If no extension has been granted and no accommodation applies, then the late submission of an assessment item carries a penalty of 10 percentage points per day to a maximum of one week after which it will no longer be accepted, e.g. a problem set submitted a day late that would have otherwise received 8/10 will receive 7/10, if that same problem set was submitted two days late then it would receive 6/10.
Term papers and the final paper cannot be accepted after marking has started.
Writing
Papers and reports should be well-written, well-organized, and easy to follow. They should flow easily from one point to the next. They should have proper sentence structure, spelling, vocabulary, and grammar. Each point should be articulated clearly and completely without being overly verbose. Papers should demonstrate your understanding of the topics you are studying in the course and your confidence in using the terms, techniques and issues you have learned. As always, references must be properly included and cited. If you have concerns about your ability to do any of this then please make use of the writing support provided to the faculty, colleges and the SGS Graduate Centre for Academic Communication.

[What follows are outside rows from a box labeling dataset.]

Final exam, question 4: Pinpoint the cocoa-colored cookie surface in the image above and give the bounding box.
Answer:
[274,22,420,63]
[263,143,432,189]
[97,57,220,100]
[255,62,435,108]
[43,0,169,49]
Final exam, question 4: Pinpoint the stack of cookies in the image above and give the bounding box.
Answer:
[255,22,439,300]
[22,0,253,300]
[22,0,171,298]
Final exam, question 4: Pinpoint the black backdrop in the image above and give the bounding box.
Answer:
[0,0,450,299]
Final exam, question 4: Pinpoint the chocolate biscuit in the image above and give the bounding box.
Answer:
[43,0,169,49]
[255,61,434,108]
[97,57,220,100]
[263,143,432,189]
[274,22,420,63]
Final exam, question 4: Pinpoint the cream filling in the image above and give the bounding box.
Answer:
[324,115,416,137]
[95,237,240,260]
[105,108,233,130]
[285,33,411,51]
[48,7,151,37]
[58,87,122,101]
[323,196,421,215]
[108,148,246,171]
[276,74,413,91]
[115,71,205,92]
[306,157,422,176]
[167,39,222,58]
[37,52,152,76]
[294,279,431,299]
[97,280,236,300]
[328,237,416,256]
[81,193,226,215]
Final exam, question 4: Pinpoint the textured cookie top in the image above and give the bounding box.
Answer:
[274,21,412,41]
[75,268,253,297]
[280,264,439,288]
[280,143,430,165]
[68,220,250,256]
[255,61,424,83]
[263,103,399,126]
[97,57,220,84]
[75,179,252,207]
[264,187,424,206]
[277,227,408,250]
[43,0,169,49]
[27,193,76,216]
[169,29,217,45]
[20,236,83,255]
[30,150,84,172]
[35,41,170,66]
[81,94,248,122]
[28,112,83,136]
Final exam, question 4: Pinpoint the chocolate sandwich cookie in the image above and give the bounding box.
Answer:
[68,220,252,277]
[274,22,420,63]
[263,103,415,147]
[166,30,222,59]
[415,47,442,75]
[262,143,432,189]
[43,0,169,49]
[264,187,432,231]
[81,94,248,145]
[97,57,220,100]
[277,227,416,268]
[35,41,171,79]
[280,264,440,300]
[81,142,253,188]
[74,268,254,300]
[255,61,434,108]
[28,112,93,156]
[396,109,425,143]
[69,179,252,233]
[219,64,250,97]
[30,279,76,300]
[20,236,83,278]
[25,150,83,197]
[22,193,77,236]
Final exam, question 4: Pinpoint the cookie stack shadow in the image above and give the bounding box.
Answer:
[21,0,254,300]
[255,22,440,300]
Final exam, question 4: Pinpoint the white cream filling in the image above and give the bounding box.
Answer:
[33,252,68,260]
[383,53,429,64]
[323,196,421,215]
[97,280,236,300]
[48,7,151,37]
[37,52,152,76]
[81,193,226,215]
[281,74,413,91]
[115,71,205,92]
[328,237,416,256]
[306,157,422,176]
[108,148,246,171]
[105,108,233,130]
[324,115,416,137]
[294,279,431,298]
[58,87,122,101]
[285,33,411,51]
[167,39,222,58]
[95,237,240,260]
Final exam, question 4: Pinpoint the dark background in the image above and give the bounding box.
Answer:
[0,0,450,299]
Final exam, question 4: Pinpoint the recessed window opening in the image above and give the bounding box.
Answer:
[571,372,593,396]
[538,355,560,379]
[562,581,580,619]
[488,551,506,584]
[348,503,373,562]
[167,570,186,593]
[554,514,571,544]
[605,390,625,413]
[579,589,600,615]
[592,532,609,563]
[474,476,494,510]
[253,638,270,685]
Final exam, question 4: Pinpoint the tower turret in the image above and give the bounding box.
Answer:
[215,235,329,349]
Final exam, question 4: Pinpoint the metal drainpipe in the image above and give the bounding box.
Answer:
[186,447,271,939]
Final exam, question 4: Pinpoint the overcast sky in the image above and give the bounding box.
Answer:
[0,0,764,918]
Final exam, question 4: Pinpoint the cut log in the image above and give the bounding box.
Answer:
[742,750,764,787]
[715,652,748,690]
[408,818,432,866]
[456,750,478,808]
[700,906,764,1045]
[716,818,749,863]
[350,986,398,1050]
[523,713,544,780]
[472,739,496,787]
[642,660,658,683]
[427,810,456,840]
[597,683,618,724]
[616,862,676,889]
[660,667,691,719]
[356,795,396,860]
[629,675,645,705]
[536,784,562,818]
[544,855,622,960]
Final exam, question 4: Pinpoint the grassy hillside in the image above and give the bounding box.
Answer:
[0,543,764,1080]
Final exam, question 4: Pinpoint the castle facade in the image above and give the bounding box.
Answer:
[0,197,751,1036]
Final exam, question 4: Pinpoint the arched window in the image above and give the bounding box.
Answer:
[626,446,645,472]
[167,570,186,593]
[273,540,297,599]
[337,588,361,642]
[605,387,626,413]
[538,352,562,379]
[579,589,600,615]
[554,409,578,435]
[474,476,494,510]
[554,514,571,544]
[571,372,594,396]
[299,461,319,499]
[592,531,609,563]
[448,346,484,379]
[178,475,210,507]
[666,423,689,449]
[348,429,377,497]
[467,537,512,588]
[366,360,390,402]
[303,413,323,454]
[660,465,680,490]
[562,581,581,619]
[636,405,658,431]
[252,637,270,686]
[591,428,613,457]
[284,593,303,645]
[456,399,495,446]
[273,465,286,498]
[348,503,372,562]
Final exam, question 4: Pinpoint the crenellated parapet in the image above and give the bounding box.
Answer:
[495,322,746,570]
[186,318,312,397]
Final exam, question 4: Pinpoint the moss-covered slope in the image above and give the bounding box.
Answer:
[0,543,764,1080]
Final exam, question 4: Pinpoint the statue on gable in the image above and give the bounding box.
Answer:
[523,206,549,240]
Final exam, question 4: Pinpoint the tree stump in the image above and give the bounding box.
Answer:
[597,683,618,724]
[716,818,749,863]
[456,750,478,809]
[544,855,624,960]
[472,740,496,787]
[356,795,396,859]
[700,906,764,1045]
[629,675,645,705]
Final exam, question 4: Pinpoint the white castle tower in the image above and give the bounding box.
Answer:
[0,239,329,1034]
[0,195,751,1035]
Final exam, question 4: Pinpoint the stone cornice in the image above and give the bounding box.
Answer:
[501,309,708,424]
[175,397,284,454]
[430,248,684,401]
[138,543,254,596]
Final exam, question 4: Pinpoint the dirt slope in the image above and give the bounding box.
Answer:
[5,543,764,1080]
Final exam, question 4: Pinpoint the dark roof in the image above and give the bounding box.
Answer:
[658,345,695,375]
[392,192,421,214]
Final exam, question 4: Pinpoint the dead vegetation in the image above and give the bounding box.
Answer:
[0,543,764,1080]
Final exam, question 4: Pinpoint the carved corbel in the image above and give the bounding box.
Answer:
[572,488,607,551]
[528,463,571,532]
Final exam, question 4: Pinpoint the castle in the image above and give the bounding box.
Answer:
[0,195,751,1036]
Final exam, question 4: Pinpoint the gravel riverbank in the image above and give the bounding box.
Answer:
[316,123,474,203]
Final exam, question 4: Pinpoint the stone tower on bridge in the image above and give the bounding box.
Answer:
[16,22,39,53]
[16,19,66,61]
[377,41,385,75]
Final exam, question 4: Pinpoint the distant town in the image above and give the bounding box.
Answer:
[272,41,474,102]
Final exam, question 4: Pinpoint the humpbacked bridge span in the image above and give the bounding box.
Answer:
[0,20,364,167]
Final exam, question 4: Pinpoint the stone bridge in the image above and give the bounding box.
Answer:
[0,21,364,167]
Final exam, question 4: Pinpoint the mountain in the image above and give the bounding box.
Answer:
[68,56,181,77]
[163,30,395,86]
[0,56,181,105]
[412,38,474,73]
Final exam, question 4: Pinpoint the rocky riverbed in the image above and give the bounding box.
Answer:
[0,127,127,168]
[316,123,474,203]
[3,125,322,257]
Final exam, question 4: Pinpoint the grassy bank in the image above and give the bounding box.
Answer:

Minimum submission requirement
If you are going to not be able to submit at least two term papers, and/or be unable to submit the final paper then it would be unfair on the other students to allow you to pass the course. But it is not a situation that I want to get into. Please ensure you and your college registrar or faculty/department advisor get in touch with me as early as possible if this may be the case for you so that we can work out a solution.